At all tiers of the RTI model, students’ progress is monitored in order to assess student responsiveness to an intervention. Schools must use their research to determine what adequate progress is and when students should move to more intensive interventions, or tiers, of RTI. Schools must also employ a universal screening, which is the skill-specific testing of an entire school or group of students, two to three times a year. With universal screening, educators can compare English language learners with other struggling students who are receiving the same instruction and intervention in order to determine if a specific student is genuinely struggling or not progressing.

The RTI model can also be used as a diagnostic tool for students with specific learning disabilities as another approach to the traditional discrepancy model, where students are diagnosed based on a discrepancy between academic achievement and cognitive scores. RTI provides educators with information about how struggling students respond to particular interventions and the type of instruction they might need to succeed in a particular skill or academic area. Using RTI to assist in the diagnosis of specific learning disabilities has the potential to prevent many misdiagnoses in the field of special education. The model strives to keep students in the general education classroom by identifying appropriate instruction and tools that students need in order to succeed.

According to Hagan (2010), the Response to Intervention service delivery model can reduce the number of ELL referrals for special education services if the following occur. First, there must be a universal screener conducted in the student’s native language and in English. By conducting an assessment in both languages, the reviewer will see if the student is not understanding the concept (as evident by the student’s native tongue test) or if the student does not understand the idea due to the language barrier (as evident by the test given in English). Once these data are collected, then appropriate research-based instructional strategies can be determined.

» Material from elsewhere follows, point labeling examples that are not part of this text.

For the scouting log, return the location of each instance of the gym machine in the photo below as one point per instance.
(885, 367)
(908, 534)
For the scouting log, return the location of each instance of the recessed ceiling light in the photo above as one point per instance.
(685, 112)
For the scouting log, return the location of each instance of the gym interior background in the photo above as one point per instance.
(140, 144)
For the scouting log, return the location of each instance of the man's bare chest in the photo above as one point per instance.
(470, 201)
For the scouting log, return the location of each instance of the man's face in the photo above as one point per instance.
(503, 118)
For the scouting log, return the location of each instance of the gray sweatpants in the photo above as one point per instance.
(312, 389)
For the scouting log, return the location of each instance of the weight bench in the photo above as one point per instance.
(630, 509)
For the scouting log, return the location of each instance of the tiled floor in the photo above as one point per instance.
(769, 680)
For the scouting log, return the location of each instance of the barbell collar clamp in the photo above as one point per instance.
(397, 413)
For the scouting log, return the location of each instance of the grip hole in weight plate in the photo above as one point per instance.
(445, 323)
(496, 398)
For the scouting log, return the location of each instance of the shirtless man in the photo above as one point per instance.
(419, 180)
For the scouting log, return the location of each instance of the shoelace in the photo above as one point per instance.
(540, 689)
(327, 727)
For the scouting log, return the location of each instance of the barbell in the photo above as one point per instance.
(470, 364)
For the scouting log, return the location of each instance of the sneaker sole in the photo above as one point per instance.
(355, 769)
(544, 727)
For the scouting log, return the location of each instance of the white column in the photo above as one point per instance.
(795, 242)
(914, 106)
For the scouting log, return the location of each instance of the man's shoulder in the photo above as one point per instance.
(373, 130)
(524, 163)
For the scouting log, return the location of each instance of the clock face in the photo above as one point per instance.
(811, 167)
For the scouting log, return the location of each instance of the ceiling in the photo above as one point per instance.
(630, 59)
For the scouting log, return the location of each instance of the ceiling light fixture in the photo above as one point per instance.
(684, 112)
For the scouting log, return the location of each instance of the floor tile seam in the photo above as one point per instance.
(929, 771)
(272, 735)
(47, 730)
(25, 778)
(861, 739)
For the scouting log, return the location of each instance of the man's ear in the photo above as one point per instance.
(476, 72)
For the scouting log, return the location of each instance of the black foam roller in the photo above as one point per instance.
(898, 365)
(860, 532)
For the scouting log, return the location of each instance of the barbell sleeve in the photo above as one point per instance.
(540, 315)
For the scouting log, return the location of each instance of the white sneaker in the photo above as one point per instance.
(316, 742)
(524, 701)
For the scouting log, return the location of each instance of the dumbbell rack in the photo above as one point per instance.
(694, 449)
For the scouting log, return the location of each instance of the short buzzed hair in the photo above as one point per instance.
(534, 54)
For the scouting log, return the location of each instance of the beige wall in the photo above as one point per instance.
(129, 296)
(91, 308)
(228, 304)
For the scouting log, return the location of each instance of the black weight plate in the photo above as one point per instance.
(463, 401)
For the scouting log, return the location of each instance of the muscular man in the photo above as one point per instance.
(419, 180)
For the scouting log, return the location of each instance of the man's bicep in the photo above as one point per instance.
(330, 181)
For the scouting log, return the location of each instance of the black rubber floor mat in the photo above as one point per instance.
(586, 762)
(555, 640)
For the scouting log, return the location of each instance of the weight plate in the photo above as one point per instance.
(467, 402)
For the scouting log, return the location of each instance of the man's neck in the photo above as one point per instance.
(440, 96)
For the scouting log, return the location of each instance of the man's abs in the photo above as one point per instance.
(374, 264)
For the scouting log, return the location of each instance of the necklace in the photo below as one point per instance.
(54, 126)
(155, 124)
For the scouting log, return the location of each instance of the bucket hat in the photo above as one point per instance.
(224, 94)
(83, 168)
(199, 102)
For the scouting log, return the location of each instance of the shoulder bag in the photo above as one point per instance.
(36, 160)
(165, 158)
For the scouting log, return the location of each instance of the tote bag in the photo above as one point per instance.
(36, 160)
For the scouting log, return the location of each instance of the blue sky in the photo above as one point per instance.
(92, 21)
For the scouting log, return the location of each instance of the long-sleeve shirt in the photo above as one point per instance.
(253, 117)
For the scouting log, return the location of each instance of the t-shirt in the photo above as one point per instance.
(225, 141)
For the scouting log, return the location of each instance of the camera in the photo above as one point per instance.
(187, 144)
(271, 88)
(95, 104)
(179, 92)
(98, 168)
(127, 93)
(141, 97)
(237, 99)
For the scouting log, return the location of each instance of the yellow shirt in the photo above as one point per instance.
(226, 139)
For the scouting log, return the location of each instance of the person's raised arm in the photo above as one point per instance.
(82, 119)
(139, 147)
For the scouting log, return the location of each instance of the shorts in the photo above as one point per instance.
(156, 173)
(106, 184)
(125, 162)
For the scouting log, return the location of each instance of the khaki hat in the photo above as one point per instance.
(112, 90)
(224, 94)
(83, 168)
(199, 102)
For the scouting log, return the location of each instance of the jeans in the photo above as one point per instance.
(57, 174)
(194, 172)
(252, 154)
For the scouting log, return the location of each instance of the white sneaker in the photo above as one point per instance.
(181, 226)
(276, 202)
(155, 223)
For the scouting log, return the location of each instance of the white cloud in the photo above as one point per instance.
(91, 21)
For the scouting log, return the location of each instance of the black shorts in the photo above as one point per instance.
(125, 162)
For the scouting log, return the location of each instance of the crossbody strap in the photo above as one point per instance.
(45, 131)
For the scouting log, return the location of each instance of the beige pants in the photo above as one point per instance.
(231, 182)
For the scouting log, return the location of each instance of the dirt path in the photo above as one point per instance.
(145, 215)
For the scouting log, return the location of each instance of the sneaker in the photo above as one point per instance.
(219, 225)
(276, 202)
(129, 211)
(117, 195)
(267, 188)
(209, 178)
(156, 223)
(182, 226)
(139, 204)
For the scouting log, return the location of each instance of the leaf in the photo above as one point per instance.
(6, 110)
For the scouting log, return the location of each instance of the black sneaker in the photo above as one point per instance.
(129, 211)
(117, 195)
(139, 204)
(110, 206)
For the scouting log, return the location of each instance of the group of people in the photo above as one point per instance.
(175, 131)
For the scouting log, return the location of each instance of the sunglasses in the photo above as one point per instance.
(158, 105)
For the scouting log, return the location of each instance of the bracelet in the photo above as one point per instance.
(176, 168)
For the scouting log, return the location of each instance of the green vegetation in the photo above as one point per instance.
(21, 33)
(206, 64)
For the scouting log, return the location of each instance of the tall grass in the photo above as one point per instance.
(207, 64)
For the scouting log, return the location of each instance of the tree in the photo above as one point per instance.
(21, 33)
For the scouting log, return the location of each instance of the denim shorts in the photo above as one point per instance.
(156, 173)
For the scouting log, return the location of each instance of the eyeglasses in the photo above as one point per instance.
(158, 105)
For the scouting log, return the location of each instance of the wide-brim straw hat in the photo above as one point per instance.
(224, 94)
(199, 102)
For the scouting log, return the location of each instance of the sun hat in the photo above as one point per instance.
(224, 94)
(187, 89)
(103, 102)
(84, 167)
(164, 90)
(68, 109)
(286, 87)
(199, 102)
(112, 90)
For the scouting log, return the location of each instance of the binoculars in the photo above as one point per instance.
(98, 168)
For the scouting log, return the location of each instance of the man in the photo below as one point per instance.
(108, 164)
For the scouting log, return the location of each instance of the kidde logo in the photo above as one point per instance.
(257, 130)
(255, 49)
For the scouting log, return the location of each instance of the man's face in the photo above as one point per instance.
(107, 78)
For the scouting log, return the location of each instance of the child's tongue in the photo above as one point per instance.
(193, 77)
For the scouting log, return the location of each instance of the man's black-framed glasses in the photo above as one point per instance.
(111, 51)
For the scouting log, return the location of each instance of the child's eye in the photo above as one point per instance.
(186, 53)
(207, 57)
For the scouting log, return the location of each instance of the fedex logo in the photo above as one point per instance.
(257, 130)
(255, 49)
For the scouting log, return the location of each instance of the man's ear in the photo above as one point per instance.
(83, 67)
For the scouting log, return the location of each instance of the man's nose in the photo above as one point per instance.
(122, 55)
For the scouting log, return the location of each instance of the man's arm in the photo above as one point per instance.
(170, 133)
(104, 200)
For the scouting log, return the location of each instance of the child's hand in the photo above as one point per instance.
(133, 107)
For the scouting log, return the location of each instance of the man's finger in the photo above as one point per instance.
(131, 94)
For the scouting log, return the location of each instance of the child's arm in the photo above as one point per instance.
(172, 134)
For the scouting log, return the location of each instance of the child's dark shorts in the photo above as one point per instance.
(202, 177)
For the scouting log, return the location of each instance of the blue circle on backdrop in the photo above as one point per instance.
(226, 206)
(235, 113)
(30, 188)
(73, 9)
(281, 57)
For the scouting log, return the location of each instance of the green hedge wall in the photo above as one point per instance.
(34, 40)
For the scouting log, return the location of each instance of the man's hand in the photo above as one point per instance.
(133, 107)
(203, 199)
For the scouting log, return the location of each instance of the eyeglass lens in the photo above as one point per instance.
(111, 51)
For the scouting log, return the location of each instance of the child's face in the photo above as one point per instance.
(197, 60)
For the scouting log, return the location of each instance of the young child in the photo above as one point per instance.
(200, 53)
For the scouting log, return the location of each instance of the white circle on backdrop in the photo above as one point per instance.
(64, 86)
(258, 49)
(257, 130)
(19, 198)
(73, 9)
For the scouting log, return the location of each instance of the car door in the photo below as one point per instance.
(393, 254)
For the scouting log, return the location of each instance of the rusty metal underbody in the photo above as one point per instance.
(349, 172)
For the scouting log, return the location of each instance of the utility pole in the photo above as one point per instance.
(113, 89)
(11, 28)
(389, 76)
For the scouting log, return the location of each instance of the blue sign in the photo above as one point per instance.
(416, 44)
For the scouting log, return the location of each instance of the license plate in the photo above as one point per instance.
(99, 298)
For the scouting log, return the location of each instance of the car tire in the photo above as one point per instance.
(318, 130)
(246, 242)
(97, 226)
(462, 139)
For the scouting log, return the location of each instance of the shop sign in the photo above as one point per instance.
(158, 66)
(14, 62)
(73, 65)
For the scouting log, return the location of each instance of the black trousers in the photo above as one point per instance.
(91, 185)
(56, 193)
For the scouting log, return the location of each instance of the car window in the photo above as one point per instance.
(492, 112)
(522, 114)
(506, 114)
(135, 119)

Next, regularly scheduled progress monitoring must happen in order to ensure that the ELL student is making adequate academic success. If progress is not being made, then the teacher’s lesson delivery must change. The ELL student’s progress should not be penalized based on his or her accent or dialect, and these slight deviations need to be taken into consideration when the teacher is monitoring the student’s progress (Hagan, 2010).

Artiles and Ortiz (2002) also discussed how RTI can be used to reduce the number of ELL referrals for special education services by conducting professional development training with both general and special education teachers. Such training is necessary because most educators do not:

have training in second language acquisition and the relationships of the native language to the development of English proficiency, first and second language teaching methodology, socio-cultural influences on learning, assessment of proficiency in the first language and in English, informal assessment strategies to monitor progress, and strategies for working with culturally and linguistically diverse families and communities. (p. 35)

Hence, to avoid disproportionality of ELL students in the special education programs, all teachers must be educated in the linguistics and culture of the students they serve. Only by doing the aforementioned will the numbers of ELL students in the programs for students with exceptionalities be reduced and possibly eliminated.